We also did carry a story in which opposition UPND was using government motor vehicles to transport their campaign materials from a house in Lusaka's Libala residential area. There are people who were behind this. We ask them to come out in the open and explain how this was possible.

All these things will need to be known so that we can draw lessons from them in order to make good decisions for the future.

It is important to deal with these issues because they threaten the peace and stability of our country. Many of the conflicts on our continent arise from unfair contests for power. We were on the brink of electoral violence last week. We don't want that to happen again because such conflicts threaten not only the gains we have made but also our collective future. And we should treat the question of free, fair and transparent elections and stability in our country as a common challenge. We also know that for as long as the majority of people feel they are not allowed to elect their own leaders in free and fair elections, there will always be tension and conflict.

There is of course the issue of the choice of the company that was awarded to print ballot papers for last week's elections. This company, Universal Print Group, was known to have been a subject of a corruption, bribery and money laundering investigations by the Anti-Corruption Commission, but those who were responsible for awarding the contract still went ahead and gave the contract to them. They knew very well that this was against the law which requires that no government contract should be given to anyone who is involved in such type of corruption. But they still went ahead. And they were even telling lies that there was no such investigations. Why? Why did the Anti-Corruption Commission lie about this investigation? The Electoral Commission of Zambia made it very clear that they would do nothing to reverse the contract even if evidence was provided to them that this company they had contracted was involved in corruption with their own officials. And this was two weeks before the printing of the ballot papers commenced. Why did the Electoral Commission of Zambia pretend not to know of Universal Print Group's corruption when they actually knew everything? All this needs to be known so that in future there is no repeat of this.

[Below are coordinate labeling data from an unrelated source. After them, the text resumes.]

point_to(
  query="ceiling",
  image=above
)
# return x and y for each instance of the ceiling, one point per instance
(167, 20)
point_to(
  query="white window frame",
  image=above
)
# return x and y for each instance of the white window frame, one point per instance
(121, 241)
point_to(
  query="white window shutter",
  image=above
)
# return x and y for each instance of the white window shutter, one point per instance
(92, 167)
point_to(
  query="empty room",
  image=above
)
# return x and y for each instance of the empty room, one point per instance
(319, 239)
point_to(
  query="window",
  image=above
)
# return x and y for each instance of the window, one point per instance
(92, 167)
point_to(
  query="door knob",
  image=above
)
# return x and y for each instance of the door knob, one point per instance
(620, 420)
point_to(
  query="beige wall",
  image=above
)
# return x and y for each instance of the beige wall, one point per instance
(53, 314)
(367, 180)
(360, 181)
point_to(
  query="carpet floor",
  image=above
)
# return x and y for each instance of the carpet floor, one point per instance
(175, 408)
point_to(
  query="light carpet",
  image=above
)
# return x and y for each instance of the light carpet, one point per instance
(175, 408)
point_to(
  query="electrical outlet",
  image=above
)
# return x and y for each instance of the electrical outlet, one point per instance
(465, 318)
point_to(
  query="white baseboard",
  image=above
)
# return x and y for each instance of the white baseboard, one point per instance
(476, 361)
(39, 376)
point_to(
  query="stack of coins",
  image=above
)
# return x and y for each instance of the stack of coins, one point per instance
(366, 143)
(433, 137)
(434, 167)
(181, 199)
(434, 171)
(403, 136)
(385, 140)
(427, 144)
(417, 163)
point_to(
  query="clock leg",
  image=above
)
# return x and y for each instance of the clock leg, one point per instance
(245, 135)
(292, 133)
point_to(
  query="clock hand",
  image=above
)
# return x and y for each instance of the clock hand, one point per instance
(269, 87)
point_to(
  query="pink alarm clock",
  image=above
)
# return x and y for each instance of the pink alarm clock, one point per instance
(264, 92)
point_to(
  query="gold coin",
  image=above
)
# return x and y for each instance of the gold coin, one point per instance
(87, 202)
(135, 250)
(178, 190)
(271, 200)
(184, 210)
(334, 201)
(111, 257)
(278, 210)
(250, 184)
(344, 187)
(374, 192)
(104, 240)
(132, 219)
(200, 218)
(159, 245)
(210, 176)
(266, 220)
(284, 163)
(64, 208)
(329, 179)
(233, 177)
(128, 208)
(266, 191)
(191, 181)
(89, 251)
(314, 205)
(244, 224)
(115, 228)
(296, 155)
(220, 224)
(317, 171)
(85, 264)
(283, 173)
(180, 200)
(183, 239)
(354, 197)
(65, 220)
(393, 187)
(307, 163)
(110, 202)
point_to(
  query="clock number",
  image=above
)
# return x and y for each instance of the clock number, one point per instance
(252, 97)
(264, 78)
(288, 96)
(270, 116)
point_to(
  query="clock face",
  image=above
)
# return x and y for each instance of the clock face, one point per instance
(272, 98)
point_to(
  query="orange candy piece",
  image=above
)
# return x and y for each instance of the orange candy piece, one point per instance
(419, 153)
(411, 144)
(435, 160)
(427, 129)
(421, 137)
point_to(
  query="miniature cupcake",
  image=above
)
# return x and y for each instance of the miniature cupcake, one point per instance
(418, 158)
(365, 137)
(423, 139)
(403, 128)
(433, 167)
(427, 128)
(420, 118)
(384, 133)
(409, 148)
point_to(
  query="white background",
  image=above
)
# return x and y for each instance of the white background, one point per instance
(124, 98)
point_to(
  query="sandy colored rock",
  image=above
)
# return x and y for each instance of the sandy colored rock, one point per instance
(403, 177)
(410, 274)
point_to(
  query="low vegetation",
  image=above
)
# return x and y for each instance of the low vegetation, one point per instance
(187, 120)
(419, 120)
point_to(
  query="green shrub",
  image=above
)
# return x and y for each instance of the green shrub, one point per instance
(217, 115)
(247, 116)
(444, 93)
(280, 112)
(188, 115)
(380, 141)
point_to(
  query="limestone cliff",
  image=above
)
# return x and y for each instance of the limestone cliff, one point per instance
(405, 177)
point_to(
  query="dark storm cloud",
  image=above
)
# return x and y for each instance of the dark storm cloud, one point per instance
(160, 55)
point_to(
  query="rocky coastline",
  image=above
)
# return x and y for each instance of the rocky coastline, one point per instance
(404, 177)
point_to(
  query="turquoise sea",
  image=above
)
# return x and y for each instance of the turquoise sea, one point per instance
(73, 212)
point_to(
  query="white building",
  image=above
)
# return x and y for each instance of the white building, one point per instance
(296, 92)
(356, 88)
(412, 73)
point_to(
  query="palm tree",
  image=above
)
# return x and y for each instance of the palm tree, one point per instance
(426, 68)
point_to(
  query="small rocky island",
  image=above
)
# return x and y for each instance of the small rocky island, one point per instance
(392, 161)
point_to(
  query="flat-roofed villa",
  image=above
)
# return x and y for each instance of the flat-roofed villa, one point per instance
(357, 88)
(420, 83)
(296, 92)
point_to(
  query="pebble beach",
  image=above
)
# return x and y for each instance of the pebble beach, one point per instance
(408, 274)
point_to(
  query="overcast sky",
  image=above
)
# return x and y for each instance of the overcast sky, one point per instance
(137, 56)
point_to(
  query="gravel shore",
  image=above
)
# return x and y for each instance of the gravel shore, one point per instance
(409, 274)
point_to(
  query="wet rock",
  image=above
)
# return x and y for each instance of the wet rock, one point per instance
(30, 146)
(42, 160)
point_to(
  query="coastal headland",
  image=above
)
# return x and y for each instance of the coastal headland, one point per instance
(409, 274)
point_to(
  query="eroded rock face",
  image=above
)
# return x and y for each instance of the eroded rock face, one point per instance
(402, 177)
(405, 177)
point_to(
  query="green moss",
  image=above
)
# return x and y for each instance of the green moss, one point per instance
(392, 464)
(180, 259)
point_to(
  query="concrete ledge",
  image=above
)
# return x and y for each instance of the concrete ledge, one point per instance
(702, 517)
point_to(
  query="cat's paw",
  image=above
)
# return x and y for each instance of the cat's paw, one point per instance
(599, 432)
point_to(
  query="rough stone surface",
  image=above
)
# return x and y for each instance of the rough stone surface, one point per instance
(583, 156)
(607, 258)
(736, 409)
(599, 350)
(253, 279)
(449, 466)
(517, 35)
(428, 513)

This is the only way we are going to build a better society, a more just, fair and humane nation. And we are saying all this in the understanding that the individual does best in a strong and decent community of people with principles and standards and common aims and values.

There was naked abuse of power and people need to be protected from such abuses in future. We can't protect the ordinary against abuse of power by leaving them to it; we must protect each other - this can only be done together. Leaders lead, but in the end, the people govern.

We should try to build a nation with pride in itself. A thriving nation, rich in economic prosperity, secure in social justice, confident in political change. A land in which our children can bring up their children with a future to look forward to. That should be our hope. Not just to promise change - but to achieve it.

And those calling for reconciliation should be very clear and honest about what they want to reconcile. Is it impunity or reconciliation they really want? We ask this question because reconciliation is to seek and ask forgiveness after one has confessed his or her wrongs. Reconciliation is the fruit of honesty, truth and solidarity. And in true reconciliation both sides of the issue should balance.

And strictly speaking, this call for reconciliation is nonsense. We say this because what needs to be reconciled is the books of public accounts from which Rupiah and his friends were stealing. This is what needs reconciliation. The rest can be taken care of by arrests and prosecutions. It is that which will produce true reconciliation by sending the guilty to jail and making them pay back what they have stolen.